Oooh this feature is feeling very nice :) :) We hid "not in a list" pretty smoothly I think!
A known bug: If you have the item in a list, then click the big colorful button, it will remove the item from *all* lists; and then if you click it again, it will add it to Not in a List. But! The UI will still show the lists it was in before, because we haven't updated the client cache. (It's not that bad in the middle state though, because the list dropdown stuff gets hidden.)
I don't think this is actually relevant in-app right now, but I figured sending it is More Correct, and is likely to prevent future bugs if anything (and prevent future question about why we're _not_ sending it).

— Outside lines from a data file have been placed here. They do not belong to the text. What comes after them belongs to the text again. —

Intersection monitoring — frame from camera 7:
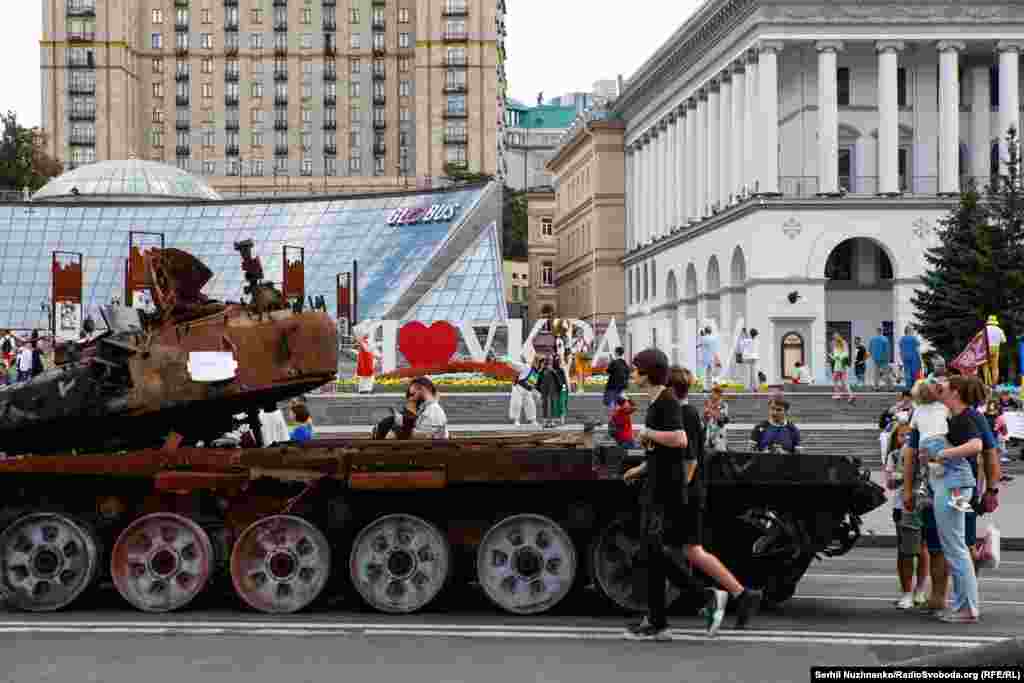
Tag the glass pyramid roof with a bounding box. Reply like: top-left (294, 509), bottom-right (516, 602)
top-left (0, 185), bottom-right (491, 331)
top-left (404, 223), bottom-right (508, 323)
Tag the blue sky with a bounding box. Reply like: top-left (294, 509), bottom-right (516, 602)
top-left (0, 0), bottom-right (700, 126)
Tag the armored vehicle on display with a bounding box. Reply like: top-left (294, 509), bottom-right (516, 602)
top-left (0, 241), bottom-right (338, 455)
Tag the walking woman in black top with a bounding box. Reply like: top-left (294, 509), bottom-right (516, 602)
top-left (625, 349), bottom-right (760, 640)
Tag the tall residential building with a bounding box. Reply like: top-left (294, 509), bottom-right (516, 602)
top-left (41, 0), bottom-right (505, 195)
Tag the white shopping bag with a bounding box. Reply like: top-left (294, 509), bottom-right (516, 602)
top-left (978, 522), bottom-right (1001, 569)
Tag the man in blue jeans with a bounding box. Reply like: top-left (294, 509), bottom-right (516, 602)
top-left (903, 409), bottom-right (1001, 613)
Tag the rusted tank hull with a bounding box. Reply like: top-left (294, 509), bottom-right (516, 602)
top-left (0, 437), bottom-right (884, 614)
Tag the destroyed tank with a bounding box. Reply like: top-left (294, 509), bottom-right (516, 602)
top-left (0, 421), bottom-right (885, 614)
top-left (0, 241), bottom-right (338, 456)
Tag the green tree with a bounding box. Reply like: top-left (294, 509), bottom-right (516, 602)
top-left (0, 112), bottom-right (63, 191)
top-left (912, 130), bottom-right (1024, 370)
top-left (502, 185), bottom-right (529, 258)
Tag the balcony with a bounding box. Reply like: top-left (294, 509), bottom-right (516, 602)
top-left (68, 2), bottom-right (96, 16)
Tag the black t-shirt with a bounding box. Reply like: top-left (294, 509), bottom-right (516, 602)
top-left (644, 388), bottom-right (687, 505)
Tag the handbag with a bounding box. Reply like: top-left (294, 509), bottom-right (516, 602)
top-left (977, 524), bottom-right (1002, 569)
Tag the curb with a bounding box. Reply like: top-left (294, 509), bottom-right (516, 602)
top-left (854, 533), bottom-right (1024, 552)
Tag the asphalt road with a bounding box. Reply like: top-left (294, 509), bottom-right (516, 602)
top-left (0, 549), bottom-right (1024, 683)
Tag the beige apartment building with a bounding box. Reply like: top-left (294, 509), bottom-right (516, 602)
top-left (40, 0), bottom-right (505, 195)
top-left (529, 117), bottom-right (626, 324)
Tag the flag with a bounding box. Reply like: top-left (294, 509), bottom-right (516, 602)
top-left (949, 328), bottom-right (988, 375)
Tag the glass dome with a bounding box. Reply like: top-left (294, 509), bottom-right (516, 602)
top-left (32, 159), bottom-right (220, 202)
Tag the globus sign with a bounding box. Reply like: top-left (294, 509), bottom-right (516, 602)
top-left (387, 204), bottom-right (459, 225)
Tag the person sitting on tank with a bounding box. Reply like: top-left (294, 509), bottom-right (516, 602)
top-left (289, 402), bottom-right (313, 443)
top-left (395, 377), bottom-right (450, 438)
top-left (751, 395), bottom-right (801, 454)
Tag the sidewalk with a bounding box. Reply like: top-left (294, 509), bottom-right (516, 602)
top-left (316, 423), bottom-right (1024, 550)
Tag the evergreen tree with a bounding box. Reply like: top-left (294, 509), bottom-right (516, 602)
top-left (912, 129), bottom-right (1024, 377)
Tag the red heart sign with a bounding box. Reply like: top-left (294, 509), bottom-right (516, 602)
top-left (398, 321), bottom-right (459, 368)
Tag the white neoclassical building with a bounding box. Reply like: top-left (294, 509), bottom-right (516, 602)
top-left (614, 0), bottom-right (1024, 381)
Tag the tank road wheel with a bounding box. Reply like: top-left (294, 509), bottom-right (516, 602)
top-left (231, 515), bottom-right (331, 614)
top-left (476, 514), bottom-right (577, 614)
top-left (0, 512), bottom-right (99, 612)
top-left (348, 514), bottom-right (452, 613)
top-left (111, 512), bottom-right (214, 612)
top-left (590, 521), bottom-right (680, 612)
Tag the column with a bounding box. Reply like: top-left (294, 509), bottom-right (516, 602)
top-left (718, 70), bottom-right (732, 209)
top-left (729, 61), bottom-right (746, 198)
top-left (816, 40), bottom-right (843, 195)
top-left (705, 79), bottom-right (722, 209)
top-left (694, 90), bottom-right (708, 215)
top-left (937, 40), bottom-right (962, 195)
top-left (743, 50), bottom-right (759, 193)
top-left (995, 40), bottom-right (1022, 175)
top-left (874, 40), bottom-right (903, 195)
top-left (757, 41), bottom-right (782, 195)
top-left (676, 106), bottom-right (686, 227)
top-left (967, 62), bottom-right (992, 183)
top-left (686, 97), bottom-right (700, 223)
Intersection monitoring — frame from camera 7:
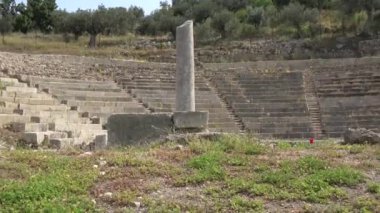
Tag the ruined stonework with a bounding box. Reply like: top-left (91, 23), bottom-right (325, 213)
top-left (0, 50), bottom-right (380, 141)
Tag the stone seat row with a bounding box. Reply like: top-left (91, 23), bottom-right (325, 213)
top-left (0, 78), bottom-right (107, 148)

I also removed the `maxAge: 0` on `currentUser`, now that I've updated Fastly to no longer default to 5-minute caching when no cache time is specified. I can see why that's a reasonable default for Fastly, but we've been pretty careful about specifying Cache-Control headers when relevant, so the extra caching is mostly incorrect.
If the user is searching for things they own or want, make sure we don't CDN cache it!

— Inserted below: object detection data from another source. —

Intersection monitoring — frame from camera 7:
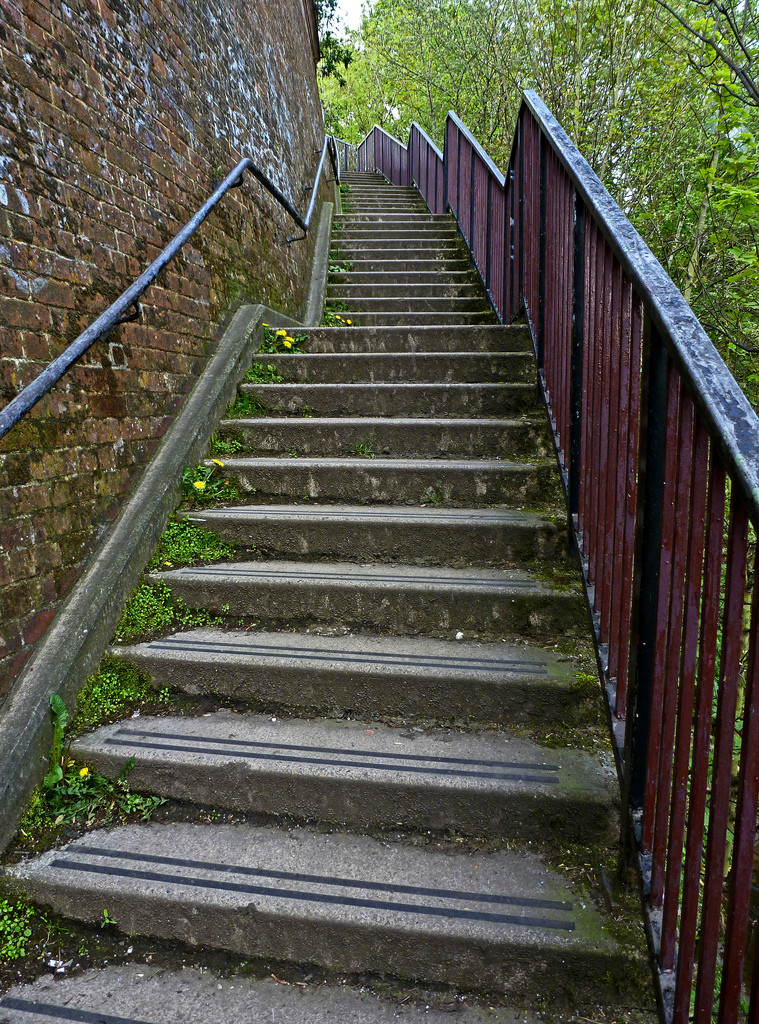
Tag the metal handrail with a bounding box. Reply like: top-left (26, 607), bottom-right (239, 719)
top-left (524, 90), bottom-right (759, 527)
top-left (0, 135), bottom-right (340, 437)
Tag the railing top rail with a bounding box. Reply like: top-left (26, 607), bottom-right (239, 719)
top-left (448, 111), bottom-right (506, 186)
top-left (524, 91), bottom-right (759, 526)
top-left (411, 121), bottom-right (442, 160)
top-left (360, 125), bottom-right (409, 150)
top-left (0, 135), bottom-right (340, 437)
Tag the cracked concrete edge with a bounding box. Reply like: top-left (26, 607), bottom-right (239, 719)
top-left (0, 304), bottom-right (302, 852)
top-left (303, 203), bottom-right (335, 327)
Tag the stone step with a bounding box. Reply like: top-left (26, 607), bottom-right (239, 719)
top-left (284, 324), bottom-right (537, 358)
top-left (327, 263), bottom-right (481, 286)
top-left (327, 289), bottom-right (495, 316)
top-left (330, 246), bottom-right (469, 268)
top-left (72, 711), bottom-right (615, 844)
top-left (219, 413), bottom-right (552, 465)
top-left (176, 505), bottom-right (565, 568)
top-left (213, 458), bottom-right (562, 510)
top-left (332, 228), bottom-right (461, 241)
top-left (241, 378), bottom-right (545, 409)
top-left (332, 206), bottom-right (440, 222)
top-left (149, 560), bottom-right (587, 642)
top-left (327, 273), bottom-right (486, 296)
top-left (332, 256), bottom-right (474, 280)
top-left (6, 823), bottom-right (635, 999)
top-left (0, 962), bottom-right (549, 1024)
top-left (248, 352), bottom-right (538, 385)
top-left (338, 309), bottom-right (498, 327)
top-left (111, 628), bottom-right (598, 727)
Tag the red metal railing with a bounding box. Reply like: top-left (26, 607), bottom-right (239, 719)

For many queries, this is taken care of in practice, because the search result includes `currentUserOwnsThis` and `currentUserWantsThis`. But I noticed in testing that, if the search result has no items, so those fields aren't actually part of the _response_, then the private header doesn't get set. So this mainly makes sure we don't accidentally cache an empty result from a user who didn't have anything they owned/wanted yet!
Some queries, like on `/your-outfits`, had the cache hint `max-age=0, private` set. In this case, our cache code sent no cache header, on the assumption that no header would result in no caching.
This was true on Vercel, but isn't true on our new Fastly setup! (Which makes sense, Vercel was a bit more aggressive here I think.)
This was causing an arbitrary user's data to be cached by Fastly as the result for `/your-outfits`. (We found this bug before launching the Fastly cache though, don't worry! No actual user data leaked!)
Now, as of this change, the `/your-outfits` query correctly sends a header of `Cache-Control: max-age=0, private`. This directs Fastly not to cache the result.
To fix this, we made a change to our HTTP header code, which is forked from Apollo's stuff.
Comments explain most of this! Vercel changed around the Cache-Control headers a bit to always essentially apply max-age:0 when scope:PRIVATE was true.
I'm noticing this isn't *fully* working yet though, because we're not getting a `Cache-Control: private` header, we're just getting no header at all. Fastly might aggressively choose to cache it anyway with etag stuff! I bet that's the fault of our caching middleware plugin thing, so I'll check on that!
Hmm, I see, Vercel chews on Cache-Control headers a bit more than I'm used to, so anything marked `scope: PRIVATE` would not be cached at all.
But on a more standard server, this was coming out as privately cacheable, but for an actual amount of time (1 hour in the homepage case), because of the `maxAge` on other fields. That meant the device browser cache would hold onto the result, and not always reflect Own/Want changes upon page reload.
In this change, we set `maxAge: 0`, because we want this field to be very responsive. I also left `scope: PRIVATE`, even though I think it doesn't really matter if we're saying the field isn't cacheable anyway, because I want to set the precendent that `currentUser` fields need it, to avoid a potential gotcha if someone creates a cacheable `currentUser` field in the future. (That's important to be careful with though, because is it even okay for logouts to not clear it? TODO: Can we clear the private HTTP cache somehow? I guess we would need to include the current user ID in the URL?)